La pression me pousse à me mordre l’intérieur de la joue. Frémissante, je coince le petit morceau de chair entre mes molaires et j’appuie ; la douleur arrache un spasme à l’un de mes doigts. Incapable de me retenir, je cligne des yeux, m’arrache à mon écoute, et regarde ma main droite. Mes doigts tremblent autour de ma baguette. Je soupire doucement et m’aplatis plus encore contre la table ; derrière ma barrière de livre. Je pose mon menton sur mon bras.

Mon horizon est quasi inexistant. Le dos de ce livre est ce que je vois de plus lointain et cela me rassure étrangement. Je laisse mon regard courir sur les pages du manuel de métamorphose puis sur le bois de la table. Il me faut rédiger le devoir de Botanique qui me nargue de son parchemin vide ; mon envie inexistante de réaliser cette tâche - ou toutes autres - me fait soupirer. Je ne prends plaisir ni à travailler, ni à rester sans bouger. Ce moment est le miroir de ma journée et mon ennuie se reflète si fort dedans qu’il m’éblouis.

*’chier*, songé-je en jouant avec le bout de ma baguette.
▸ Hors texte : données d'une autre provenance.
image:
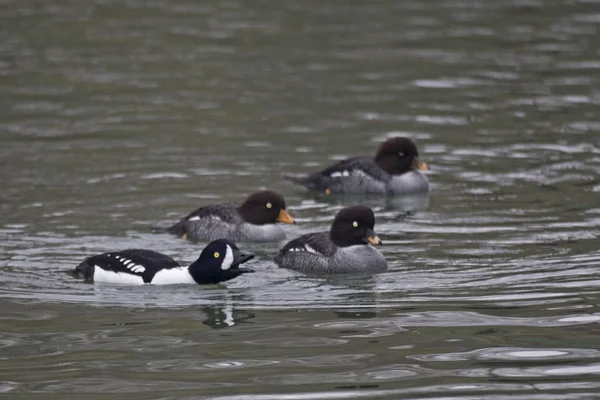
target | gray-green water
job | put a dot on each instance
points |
(115, 115)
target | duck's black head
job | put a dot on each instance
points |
(219, 262)
(399, 155)
(265, 207)
(354, 225)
Ils me hantent, ces regards. Les Autres envahissent mes pensées, ils tracent dans mon esprit leur présence. Les instants de la journée m’habitent, me reviennent. Des éclats de voix se rappellent à moi ; les images des regards passent devant mes yeux ouverts sur le vide. Je n’avais pas compris et je ne comprends toujours pas. Pourquoi m’ont-ils regardé ? En cours, dans les couloirs. Pourquoi continuent-ils à le faire ? Cela a commencé dans la Grande Salle, la veille au soir. Je les ai senti me noyer ; ces Autres. Cela s’est poursuivi jusqu’à ce que je puisse me cacher dans les dortoirs *Zikomo* ; une nuit n’a guère suffi à me guérir de mon angoisse : aujourd’hui, Ils sont encore là.
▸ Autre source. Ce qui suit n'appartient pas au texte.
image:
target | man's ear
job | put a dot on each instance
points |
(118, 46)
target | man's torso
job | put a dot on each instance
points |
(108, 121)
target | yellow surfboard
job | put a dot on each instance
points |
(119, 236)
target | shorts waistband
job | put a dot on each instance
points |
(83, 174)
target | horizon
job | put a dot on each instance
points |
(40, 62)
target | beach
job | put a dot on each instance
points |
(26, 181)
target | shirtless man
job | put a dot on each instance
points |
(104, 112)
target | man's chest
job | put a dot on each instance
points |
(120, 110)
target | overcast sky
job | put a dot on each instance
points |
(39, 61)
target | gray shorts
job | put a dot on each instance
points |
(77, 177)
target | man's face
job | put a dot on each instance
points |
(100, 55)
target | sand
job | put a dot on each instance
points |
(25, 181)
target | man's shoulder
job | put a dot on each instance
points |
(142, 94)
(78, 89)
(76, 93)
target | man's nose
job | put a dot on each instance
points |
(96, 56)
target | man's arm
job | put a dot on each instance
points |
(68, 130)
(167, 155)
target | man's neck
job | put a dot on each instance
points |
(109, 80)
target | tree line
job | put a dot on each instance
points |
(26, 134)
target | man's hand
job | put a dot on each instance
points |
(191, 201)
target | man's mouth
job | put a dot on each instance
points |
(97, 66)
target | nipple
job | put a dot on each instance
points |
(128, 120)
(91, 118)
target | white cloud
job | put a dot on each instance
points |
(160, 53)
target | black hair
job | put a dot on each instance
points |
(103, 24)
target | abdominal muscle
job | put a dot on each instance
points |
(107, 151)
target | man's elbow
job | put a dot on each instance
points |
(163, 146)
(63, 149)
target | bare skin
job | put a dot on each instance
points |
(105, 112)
Toute la colère que je ressens envers le Château et Loewy se fait bouffer par leurs regards.

Je m’ébroue doucement. Je secoue la tête pour faire partir ces pensées parasites. Je me secoue pour essayer de me réveiller sur le Savoir qui est à porté de main et qui se refuse à moi. *Merlin, pourquoi j’y arrive pas ?*, gémis-je intérieurement, malmenant le morceau de chair coincé entre les deux rangées de mes dents.

Je suis hermétique au monde. Mon corps et mon esprit me font subir tant de peines qu’à l’instant même où la voix s’impose dans mon silence, toute la frénésie de l’extérieur me frappe.

« Pourquoi une seconde geôle ? » me viole la voix.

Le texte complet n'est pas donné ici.